Fatto sta che tutti i sondaggi predicono che dopo le elezioni dalle Lowlands e dalle Highlands su Westminster calerà un’invasione di deputati scozzesi, indipendentisti e moderatamente di sinistra come da quelle parti non se ne erano mai visti, facendo diventare l’SNP la terza forza alla Camera dei Comuni. Secondo le rilevazioni il partito che chiede l’indipendenza della Scozia passerebbe dai 6 deputati attuali ad almeno 40, forse addirittura 50 rappresentanti, prendendosi la maggior parte degli eletti che l’intera Scozia – 59 – manda al parlamento di Londra. Il tutto a svantaggio dei laburisti – i Tories da tempo sono esclusi dalla competizione a nord del Vallo Adriano – che potrebbero letteralmente sparire diventando di fatto un partito inglese e perdendo storiche roccaforti. Niente male per uno Scottish National Party che solo pochi mesi fa era dato per spacciato dopo il flop al referendum e che invece ha visto nel frattempo non solo un exploit delle intenzioni di voto, ma anche una impennata delle iscrizioni al partito e una rivitalizzazione della sua base militante.

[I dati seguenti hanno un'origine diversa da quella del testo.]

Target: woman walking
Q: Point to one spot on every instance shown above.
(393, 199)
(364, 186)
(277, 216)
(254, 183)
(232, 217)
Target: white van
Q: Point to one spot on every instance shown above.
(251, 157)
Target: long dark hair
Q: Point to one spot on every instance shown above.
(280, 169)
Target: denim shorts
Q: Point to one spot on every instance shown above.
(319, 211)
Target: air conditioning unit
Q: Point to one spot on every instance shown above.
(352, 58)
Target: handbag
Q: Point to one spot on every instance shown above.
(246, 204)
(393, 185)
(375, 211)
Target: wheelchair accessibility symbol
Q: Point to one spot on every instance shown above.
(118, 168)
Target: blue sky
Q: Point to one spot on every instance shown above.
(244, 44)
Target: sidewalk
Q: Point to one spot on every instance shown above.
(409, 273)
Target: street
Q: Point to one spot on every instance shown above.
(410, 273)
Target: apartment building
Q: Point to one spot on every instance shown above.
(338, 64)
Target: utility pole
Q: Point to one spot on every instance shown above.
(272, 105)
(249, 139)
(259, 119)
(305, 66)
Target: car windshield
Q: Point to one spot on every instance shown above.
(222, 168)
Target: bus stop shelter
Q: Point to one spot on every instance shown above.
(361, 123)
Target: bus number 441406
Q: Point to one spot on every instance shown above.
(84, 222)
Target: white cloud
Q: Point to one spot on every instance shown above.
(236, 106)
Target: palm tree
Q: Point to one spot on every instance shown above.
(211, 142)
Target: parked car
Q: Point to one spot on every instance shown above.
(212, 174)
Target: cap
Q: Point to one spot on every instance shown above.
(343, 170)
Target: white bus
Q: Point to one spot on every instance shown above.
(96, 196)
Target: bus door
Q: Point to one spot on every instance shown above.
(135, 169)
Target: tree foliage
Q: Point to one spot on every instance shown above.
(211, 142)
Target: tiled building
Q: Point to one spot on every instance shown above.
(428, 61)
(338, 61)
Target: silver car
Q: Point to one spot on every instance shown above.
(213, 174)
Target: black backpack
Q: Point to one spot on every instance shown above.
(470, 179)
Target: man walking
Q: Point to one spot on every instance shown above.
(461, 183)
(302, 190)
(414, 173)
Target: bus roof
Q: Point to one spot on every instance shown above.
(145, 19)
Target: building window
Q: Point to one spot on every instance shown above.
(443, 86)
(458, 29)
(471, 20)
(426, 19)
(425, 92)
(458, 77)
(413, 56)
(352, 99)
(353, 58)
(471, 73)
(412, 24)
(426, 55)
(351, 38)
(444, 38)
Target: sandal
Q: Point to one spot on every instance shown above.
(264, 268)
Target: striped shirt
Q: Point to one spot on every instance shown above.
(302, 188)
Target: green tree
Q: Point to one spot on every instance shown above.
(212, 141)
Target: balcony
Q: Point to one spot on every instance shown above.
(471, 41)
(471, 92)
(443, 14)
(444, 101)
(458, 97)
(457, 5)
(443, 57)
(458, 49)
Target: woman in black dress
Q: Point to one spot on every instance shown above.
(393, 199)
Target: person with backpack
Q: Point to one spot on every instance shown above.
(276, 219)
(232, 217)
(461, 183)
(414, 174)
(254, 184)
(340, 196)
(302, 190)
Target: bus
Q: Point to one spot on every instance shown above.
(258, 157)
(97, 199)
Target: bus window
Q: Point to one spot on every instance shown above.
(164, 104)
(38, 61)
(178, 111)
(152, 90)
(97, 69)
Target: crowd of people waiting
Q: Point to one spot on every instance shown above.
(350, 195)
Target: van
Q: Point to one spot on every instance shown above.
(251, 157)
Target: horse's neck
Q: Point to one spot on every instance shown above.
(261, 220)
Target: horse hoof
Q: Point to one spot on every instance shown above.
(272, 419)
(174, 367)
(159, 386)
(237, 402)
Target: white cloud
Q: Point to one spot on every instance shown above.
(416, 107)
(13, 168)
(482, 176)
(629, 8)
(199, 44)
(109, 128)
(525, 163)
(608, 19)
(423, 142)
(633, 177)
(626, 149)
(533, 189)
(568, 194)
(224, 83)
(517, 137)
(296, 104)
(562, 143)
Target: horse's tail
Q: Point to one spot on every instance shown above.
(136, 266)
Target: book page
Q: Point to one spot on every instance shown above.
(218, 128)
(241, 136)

Proprio in queste ore Nicola Sturgeon e i suoi hanno reso noto il programma del partito, improntate come sempre ad una difesa del welfare e ad una impronta pacifista contraria alla militarizzazione della Scozia e alla partecipazione del paese alle tante missioni militari in cui Londra abitualmente si infila. Tra i punti prioritari di questa campagna elettorale lo SNP vuole l’aumento della spesa pubblica di mezzo punto l’anno, pretende l’incremento dell’Irpef al 50% per i redditi medio-alti, l’introduzione di una tassa sulle abitazioni e di un’imposta sui bonus dei banchieri, oltre che la realizzazione di 100 mila abitazioni di edilizia popolare. Per reperire fondi da destinare alla spesa pubblica e sociale, spiegano i nazionalisti scozzesi, basta rinunciare ai sottomarini nucleari Trident che Londra ha piazzato in Scozia. Un altro dei punti – la rinuncia al programma nucleare militare – che fa inorridire i leader laburisti ma non gli elettori stanchi di votare un partito fotocopia dei Tories.

Nei sondaggi, a parte l’ascesa dei nazionalisti scozzesi, dell’Ukip e dei verdi, si nota per ora un sostanziale bilanciamento tra conservatori e laburisti. Vedremo il sette maggio chi la spunterà e soprattutto se veramente Miliband rifiuterà un accordo con la Sturgeon (magari un appoggio esterno) per la formazione di un governo che, in cambio, dovrebbe però allentare la morsa inglese sulla Scozia.